Юрг вздохнул, наклонился и отыскал под ногами такой же темный колокольчик, как и тот, что унесла с собой на Сваху его жена. Поглядел сквозь него на солнце — громадный, как тюльпан, цветок таил в себе видимые только на просвет узоры, наподобие павлиньих перьев. Когда они с Сэнни впервые обнаружили такой феномен местной флоры, обоим пришло в голову дать ему имя, и фиолетовый оттенок вкупе с иезуитски скрытым изяществом рисунка невольно породили в памяти Юрга цепочку юношеских ассоциаций, которые привели к маловразумительному для моны Сэниа наименованию: «Епископ Ваннский».

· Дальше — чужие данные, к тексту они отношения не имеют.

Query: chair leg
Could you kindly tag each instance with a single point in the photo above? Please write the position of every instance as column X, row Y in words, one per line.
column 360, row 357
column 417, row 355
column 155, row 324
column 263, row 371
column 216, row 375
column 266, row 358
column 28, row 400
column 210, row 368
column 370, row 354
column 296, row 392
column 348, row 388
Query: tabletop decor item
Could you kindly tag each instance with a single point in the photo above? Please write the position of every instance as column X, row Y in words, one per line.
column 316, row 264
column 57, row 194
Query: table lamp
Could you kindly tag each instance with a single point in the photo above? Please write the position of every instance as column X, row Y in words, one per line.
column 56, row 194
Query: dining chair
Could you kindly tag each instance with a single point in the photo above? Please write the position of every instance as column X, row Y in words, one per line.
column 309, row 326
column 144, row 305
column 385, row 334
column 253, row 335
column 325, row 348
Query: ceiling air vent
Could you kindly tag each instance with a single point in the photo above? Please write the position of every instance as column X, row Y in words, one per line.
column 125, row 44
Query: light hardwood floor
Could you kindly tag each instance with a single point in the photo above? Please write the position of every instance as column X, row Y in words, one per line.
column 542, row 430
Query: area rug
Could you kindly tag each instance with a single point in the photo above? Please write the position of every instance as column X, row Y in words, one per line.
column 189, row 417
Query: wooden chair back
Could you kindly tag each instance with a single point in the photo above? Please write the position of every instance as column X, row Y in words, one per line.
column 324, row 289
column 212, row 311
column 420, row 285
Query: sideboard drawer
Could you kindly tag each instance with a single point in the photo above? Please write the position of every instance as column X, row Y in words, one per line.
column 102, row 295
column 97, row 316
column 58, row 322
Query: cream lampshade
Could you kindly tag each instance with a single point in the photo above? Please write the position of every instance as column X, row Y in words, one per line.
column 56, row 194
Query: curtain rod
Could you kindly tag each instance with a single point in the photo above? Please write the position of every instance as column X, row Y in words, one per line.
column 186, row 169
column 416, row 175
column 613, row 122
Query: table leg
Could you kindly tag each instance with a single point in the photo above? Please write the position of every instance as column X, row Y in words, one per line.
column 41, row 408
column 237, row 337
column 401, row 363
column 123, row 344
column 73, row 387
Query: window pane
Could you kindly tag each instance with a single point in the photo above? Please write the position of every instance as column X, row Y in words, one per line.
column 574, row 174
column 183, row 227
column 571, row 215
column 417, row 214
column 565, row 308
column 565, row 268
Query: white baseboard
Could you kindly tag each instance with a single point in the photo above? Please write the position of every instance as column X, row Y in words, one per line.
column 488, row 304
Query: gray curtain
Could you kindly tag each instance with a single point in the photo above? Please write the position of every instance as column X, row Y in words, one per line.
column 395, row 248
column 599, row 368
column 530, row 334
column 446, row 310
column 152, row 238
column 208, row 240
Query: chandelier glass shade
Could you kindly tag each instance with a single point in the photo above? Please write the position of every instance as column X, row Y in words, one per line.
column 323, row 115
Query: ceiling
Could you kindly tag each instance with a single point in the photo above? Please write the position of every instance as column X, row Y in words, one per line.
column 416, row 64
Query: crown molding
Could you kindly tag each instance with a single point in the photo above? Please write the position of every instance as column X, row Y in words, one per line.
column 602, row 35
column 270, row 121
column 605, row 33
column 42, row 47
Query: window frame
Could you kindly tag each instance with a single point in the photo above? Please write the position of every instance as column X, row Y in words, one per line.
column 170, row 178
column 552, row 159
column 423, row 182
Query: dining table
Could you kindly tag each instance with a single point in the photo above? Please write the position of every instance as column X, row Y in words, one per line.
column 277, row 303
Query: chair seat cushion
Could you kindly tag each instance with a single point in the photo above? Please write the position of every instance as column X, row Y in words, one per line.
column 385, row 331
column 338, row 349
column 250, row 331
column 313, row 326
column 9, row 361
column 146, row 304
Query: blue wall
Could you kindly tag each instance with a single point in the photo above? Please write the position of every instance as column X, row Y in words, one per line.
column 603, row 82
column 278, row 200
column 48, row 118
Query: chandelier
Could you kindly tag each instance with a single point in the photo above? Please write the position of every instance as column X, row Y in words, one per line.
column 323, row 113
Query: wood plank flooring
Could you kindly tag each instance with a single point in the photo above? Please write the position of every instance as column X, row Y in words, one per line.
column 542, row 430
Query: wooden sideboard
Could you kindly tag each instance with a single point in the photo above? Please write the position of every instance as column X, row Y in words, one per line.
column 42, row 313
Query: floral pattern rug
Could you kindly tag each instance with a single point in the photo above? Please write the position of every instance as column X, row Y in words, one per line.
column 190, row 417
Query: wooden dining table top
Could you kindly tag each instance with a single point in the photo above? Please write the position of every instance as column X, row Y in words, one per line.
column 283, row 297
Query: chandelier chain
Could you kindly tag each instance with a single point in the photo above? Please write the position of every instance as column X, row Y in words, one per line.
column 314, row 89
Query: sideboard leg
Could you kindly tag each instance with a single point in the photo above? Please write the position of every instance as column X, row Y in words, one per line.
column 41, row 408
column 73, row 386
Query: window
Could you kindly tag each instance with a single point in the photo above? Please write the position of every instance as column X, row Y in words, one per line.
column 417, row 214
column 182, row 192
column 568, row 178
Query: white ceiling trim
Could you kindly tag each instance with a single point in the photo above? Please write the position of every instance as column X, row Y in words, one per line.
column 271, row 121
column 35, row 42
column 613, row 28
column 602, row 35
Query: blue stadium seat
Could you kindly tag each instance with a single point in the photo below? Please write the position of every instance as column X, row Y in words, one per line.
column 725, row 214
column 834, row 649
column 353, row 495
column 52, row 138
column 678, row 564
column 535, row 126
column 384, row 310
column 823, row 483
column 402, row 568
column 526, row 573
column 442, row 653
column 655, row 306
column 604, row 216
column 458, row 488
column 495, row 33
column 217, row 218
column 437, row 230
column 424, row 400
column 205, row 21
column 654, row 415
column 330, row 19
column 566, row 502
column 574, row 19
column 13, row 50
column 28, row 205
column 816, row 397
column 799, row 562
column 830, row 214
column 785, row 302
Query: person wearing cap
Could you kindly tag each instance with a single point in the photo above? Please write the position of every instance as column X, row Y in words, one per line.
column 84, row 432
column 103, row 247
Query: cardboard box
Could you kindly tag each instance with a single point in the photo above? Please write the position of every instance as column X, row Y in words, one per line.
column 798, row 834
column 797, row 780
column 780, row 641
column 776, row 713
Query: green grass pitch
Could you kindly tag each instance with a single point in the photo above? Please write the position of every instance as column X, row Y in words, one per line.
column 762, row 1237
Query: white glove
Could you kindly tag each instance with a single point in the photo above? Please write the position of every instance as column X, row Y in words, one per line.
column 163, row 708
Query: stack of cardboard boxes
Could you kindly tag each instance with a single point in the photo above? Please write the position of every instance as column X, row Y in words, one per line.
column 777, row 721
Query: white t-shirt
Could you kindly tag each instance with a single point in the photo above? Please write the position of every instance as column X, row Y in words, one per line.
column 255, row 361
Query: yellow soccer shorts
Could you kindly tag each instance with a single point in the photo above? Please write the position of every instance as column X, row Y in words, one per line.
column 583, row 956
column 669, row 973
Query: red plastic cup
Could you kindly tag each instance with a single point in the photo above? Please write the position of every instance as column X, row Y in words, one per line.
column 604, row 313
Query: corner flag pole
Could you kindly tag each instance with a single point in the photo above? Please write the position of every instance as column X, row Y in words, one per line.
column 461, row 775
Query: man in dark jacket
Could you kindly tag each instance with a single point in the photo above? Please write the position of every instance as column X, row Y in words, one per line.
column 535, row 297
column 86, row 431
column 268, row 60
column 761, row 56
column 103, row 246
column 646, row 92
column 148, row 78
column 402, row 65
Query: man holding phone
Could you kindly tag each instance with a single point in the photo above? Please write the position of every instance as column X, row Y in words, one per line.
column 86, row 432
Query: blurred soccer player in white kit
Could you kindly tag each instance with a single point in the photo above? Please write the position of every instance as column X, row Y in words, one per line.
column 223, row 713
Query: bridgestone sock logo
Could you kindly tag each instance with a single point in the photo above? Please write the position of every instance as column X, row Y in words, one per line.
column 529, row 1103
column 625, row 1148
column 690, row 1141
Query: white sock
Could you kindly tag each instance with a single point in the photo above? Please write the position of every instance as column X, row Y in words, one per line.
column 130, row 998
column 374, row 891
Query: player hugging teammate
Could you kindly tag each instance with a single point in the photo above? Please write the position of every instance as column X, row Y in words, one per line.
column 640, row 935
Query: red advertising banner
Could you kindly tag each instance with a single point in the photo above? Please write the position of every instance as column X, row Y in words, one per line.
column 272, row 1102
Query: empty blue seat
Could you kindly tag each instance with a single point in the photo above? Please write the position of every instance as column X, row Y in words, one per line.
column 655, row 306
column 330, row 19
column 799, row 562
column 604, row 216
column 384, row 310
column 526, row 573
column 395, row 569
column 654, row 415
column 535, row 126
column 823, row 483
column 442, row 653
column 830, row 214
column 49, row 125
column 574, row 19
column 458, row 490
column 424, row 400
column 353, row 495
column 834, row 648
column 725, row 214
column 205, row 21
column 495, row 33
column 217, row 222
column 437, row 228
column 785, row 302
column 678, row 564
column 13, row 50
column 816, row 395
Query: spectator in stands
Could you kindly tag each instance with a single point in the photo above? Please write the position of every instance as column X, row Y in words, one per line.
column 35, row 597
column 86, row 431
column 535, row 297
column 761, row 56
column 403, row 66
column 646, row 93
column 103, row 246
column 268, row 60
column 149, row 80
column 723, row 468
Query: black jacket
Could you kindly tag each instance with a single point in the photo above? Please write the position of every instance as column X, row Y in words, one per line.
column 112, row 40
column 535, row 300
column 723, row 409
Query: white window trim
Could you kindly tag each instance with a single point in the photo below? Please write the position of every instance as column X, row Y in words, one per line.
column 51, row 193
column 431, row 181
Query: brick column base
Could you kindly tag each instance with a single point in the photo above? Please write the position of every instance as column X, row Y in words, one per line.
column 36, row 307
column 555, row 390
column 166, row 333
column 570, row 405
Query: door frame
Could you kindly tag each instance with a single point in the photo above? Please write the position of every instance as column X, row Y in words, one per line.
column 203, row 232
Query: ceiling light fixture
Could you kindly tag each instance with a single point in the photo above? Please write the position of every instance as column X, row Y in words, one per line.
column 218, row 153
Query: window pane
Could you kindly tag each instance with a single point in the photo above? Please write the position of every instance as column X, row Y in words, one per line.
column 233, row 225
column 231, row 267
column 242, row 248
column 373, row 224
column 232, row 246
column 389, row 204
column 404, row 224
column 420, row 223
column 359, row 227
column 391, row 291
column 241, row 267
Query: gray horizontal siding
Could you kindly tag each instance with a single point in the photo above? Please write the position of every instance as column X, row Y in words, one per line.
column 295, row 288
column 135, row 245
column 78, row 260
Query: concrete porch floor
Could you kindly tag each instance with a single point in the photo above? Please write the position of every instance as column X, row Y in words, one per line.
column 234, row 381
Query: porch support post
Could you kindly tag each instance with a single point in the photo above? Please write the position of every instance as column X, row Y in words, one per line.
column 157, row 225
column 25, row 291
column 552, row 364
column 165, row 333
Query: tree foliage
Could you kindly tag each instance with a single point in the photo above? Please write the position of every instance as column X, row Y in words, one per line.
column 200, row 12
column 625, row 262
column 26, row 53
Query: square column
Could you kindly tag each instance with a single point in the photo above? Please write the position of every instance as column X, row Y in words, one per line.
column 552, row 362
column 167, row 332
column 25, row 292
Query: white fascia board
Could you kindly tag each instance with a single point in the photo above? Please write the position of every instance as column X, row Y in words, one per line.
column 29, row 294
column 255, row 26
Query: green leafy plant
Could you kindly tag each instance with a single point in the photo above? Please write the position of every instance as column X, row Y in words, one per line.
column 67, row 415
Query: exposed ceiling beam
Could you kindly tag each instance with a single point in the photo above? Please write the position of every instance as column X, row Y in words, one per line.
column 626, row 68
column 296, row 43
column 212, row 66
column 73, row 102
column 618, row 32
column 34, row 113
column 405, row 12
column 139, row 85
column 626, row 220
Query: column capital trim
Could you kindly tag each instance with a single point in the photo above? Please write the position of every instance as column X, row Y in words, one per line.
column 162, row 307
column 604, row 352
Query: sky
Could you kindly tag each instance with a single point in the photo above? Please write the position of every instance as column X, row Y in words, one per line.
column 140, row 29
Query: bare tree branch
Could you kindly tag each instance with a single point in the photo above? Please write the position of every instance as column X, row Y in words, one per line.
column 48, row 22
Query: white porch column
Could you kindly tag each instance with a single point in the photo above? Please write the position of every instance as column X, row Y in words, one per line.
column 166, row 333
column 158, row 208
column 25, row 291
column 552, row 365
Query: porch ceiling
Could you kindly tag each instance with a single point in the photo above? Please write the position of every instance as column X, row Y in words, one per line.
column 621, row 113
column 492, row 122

А потом, долгими зимними вечерами, когда он еще не решался пропадать на Свахе по несколько дней подряд и неизменно возвращался в Бирюзовый Дол к ужину, он развлекал жену вместе с верной дружиною многосерийным повествованием о похождениях драчливого и любвеобильного епископа и его друзей-мушкетеров. Не очень полагаясь на собственную память (как-никак читал классе в третьем, не позднее), он приволок к Земли тяжеленный рюкзак с книгами, и теперь они сиротливыми стопочками хоронились под супружеской кроватью — на стенку из жавровой шкуры полочку, увы, не повесишь. Сэнни с каким-то безудержным детским любопытством разглядывала иллюстрации, но и для нее, и для всех остальных обитателей Игуаны загадочный бисер земной кириллицы так и остался неразгаданной тайной.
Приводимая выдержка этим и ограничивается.